Began with Soviet Union nuclear test

First, supporters of Japan’s Liberal Democratic Party and Democratic Socialist Party left the organization over issues involving revision of the Japan-U.S. Security Treaty in 1960. Then, at the ninth World Conference meeting in 1963, confrontation between supporters of the Socialist Party, which opposed nuclear testing by “any nation,” and those of the Communist Party, which accepted the Soviet Union’s testing as a defensive measure for socialist countries against nuclear expansion by the United States, reached extreme levels and led to their split from the organization.

The author Kenzaburo Oe, who died in 2023, reported on the situation at that time in his publication titled Hiroshima Notes. Mr. Oe wrote about how, “The rupture has become rigid,” when Ichiro Moritaki, a member of the representative committee of the Hiroshima Council against Atomic and Hydrogen Bombs (Hiroshima Gensuikyo) who died in 1994, read aloud a keynote report in which he described that the Japanese people had been crying out against “any nuclear testing by any nation.”

In 1964, the Hiroshima Prefectural Confederation of A-bomb Sufferers Organizations (Hiroshima Hidankyo), affected by the confusion, split off from the group. Sixty years have passed since the division. Toshiyuki Mimaki, 82, chair of Hiroshima Hidankyo, said, “We do not intend to unite with the other group, what with the cautious view within our organization.” Kunihiko Sakuma, 80, chair of the other group established that year under the same name, Hiroshima Hidankyo, expressed his personal opinion that his group “has to think about the direction of reconciliation, as there is a possibility for development of our movement.”

The two Hiroshima Hidankyo organizations act together through the Hiroshima Alliance of A-bomb Survivor Organizations (Hidanren), an organization founded in 1974, when submitting their demands to Japan’s prime minister on the date of the atomic bombing and working to collect signatures.

Organizations hold separate sit-ins

Koshiro Kondo, the first secretary-general of Hidanren who died in 2002, lost his older brother in the atomic bombing.
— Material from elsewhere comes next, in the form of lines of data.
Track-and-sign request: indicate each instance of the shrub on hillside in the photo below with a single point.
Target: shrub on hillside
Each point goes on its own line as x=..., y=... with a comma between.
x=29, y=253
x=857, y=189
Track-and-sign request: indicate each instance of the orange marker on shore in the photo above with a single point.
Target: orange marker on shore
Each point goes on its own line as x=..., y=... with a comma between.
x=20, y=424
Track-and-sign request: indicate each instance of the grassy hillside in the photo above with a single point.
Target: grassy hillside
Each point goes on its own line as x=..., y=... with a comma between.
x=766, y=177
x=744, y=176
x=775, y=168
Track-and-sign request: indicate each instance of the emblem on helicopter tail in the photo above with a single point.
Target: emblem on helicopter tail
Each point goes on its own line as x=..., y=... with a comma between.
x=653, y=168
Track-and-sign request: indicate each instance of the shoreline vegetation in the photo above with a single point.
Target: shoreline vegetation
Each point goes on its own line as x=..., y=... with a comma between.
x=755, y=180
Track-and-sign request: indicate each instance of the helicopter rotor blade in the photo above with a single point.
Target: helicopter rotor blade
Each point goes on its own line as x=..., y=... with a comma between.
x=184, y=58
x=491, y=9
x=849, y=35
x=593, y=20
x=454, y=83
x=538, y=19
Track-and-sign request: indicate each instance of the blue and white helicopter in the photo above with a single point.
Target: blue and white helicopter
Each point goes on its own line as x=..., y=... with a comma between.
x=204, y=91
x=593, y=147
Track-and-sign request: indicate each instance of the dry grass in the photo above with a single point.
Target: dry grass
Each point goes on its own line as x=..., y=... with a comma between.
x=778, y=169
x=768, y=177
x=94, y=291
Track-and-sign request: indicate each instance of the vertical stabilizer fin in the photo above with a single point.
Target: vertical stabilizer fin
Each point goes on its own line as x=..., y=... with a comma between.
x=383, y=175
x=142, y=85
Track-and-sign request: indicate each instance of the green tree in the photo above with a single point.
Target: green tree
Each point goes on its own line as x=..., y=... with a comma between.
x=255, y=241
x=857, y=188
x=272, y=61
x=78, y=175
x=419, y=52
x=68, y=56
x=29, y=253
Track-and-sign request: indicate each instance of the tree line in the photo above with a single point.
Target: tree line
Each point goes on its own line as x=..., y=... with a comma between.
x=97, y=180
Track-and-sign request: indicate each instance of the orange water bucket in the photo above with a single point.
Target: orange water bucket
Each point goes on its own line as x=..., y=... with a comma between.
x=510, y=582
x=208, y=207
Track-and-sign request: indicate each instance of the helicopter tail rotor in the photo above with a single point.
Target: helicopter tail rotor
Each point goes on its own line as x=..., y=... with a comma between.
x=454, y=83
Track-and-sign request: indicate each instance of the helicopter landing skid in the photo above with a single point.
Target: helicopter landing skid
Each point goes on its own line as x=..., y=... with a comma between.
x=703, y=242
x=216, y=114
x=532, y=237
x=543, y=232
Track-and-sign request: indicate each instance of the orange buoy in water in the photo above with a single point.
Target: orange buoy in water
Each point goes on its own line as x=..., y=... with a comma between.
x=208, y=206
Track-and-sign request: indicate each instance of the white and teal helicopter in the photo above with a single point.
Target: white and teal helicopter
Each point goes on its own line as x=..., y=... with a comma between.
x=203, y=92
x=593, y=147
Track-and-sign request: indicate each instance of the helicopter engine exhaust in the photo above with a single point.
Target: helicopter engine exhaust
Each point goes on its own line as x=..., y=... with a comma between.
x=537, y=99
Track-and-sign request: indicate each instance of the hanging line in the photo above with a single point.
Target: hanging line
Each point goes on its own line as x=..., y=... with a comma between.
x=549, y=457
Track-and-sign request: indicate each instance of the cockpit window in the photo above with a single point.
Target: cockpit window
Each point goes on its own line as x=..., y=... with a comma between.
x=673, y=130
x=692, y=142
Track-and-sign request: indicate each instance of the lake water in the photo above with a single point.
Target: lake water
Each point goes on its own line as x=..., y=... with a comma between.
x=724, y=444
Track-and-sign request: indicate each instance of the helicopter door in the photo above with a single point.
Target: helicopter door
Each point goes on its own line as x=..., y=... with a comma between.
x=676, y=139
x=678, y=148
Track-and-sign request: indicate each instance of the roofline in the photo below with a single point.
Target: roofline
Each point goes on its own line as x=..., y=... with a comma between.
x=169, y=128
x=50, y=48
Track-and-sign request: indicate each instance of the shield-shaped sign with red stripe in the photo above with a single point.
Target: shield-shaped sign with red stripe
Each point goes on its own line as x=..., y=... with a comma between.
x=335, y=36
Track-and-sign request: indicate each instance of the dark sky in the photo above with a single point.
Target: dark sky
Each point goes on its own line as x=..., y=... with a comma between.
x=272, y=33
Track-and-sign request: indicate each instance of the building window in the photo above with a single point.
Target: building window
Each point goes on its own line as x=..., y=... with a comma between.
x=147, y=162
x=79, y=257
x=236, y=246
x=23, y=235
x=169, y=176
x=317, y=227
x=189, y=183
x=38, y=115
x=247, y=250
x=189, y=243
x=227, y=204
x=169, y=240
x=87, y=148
Masahiko, Koshiro’s 64-year-old son who lives in Hiroshima’s Minami Ward, said, “My father might have thought that demands signed together by several organizations would have more impact.” When the Hiroshima National Peace Memorial Hall for the Atomic Bomb Victims was constructed based on the Atomic Bomb Survivors Relief Law, the Hidanren organization held repeated negotiations with the national government, leading to inclusion of the words “The people became victims (of the atomic bombing) because of mistaken national policy” in the hall’s explanatory plaque.

Nihon Hidankyo remains united as an organization, but according to its 50-year history, there were periods when its activities were suspended for times, particularly due to internal conflicts like the issue of withdrawal from the organization by the Japan Council against Atomic and Hydrogen Bombs (Gensuikyo). On the other hand, the Japan Congress against A- and H-Bombs (Gensuikin) and Gensuikyo, at one time part of the same organization, remain separated. The two held unified conventions from 1977 to 1985, but now continue to hold separate meetings, due to intensification of their dispute over operational policies.

In Hiroshima, both Tetsuo Kaneko, 76, a representative committee member of the Hiroshima prefectural chapter of Gensuikin (Hiroshima Gensuikin), and Nobuo Takahashi, 85, representative director of Hiroshima Gensuikyo, believe it is better to act together only for matters that are considered possible, rather than bringing the two organizations together. When staging sit-ins protesting nuclear testing in front of the Cenotaph for the A-bomb Victims, the Hiroshima Hidankyo led by Mr. Mimaki and Hiroshima Gensuikin do it together, as do the Hiroshima Hidankyo led by Mr. Sakuma and Hiroshima Gensuikyo.

In Nagasaki, there are three A-bomb survivors’ organizations, including the Nagasaki Atomic Bomb Survivors Council, a member organization of Nihon Hidankyo, all of which have different campaign policies.